La perte d'un si grand maître fut ressentie avec douleur par tout le peuple juif. Na’hmanide composa une lamentation spéciale intitulée Léketh Tsiouni pour commémorer la disparition du grand homme qu'avec révérence le peuple juif appelait « Ha'hassid », le pieux.

Érudit en Talmud, Rabbénou Yonah devint célèbre par ses commentaires sur Alfassi (le « RIF »), lesquels furent réunis et édités par ses disciples. Toutefois, seul existe son commentaire sur le livre de Bérakhoth. De nombreuses notes d'intérêt halakhique sont citées par son disciple le plus remarquable Rabbi Chlomo ben Adereth (RaCHbA). De même, la Chitah Mékoubétseth de Rabbi Betsalel Ashkénazi contient certains de ses « 'hidouchim » (déductions talmudiques originales). Rabbénou Yonah écrivit également des commentaires sur les Maximes des Pères et le Livre des Proverbes qui furent accueillis avec beaucoup de faveur.

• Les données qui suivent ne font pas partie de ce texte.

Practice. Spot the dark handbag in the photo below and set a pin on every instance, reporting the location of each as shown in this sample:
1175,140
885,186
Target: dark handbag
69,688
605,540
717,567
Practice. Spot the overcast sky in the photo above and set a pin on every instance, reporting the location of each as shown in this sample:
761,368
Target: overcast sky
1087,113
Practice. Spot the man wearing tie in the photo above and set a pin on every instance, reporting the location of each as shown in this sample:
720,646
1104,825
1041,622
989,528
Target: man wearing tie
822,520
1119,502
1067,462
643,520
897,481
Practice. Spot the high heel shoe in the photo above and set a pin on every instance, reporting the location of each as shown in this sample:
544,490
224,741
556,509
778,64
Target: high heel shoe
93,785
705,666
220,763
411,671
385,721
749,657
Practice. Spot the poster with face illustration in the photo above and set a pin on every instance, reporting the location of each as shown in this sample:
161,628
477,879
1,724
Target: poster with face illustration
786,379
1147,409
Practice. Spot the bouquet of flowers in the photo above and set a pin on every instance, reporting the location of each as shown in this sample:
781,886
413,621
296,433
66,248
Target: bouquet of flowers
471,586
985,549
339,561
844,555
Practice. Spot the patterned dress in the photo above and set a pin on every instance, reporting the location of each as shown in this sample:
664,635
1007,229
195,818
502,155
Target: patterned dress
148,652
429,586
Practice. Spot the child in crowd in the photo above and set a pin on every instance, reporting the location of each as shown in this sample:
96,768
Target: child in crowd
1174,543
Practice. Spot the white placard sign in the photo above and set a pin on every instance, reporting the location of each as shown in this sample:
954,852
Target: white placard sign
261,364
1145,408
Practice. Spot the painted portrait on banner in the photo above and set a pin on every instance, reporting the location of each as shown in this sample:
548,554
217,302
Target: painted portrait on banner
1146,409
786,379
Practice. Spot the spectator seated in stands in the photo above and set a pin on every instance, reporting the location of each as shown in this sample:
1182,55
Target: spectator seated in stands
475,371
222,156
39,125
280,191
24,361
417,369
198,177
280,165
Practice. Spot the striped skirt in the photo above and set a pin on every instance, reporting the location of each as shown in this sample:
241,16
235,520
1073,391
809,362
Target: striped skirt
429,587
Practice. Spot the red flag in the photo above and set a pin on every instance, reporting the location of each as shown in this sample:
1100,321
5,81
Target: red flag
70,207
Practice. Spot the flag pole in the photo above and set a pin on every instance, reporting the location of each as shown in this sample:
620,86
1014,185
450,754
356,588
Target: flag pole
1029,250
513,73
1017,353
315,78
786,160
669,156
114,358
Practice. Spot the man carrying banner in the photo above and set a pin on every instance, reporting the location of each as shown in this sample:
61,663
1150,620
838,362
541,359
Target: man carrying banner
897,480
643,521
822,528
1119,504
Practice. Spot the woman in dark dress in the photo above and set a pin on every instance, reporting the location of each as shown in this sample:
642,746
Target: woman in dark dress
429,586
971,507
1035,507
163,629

Mais, de son œuvre, la part la plus importante pour nous est constituée par ses ouvrages éthiques, responsables de sa plus grande célébrité. En effet, Chaarei Téchouvah (les Portes du repentir), Sefer Hayirah (le Livre de la piété) et Iguéreth Hatéchouvah (Épître sur la repentance) exercèrent une influence durable sur les Juifs à travers les âges. On dit que Rabbénou Yonah écrivit ces œuvres pour expier ses attaques passées contre les livres de Maïmonide. Que ce soit cette raison ou une autre qui l'incitèrent à nous donner ces ouvrages sur l'éthique et la morale, nous lui devons toute notre reconnaissance, car ils ont toujours été une source d'inspiration infinie pour tous ceux qui recherchent la piété simple, la modestie et la sincérité dans le service de D.ieu, et font des efforts pour accéder à un niveau plus élevé de vie morale et religieuse.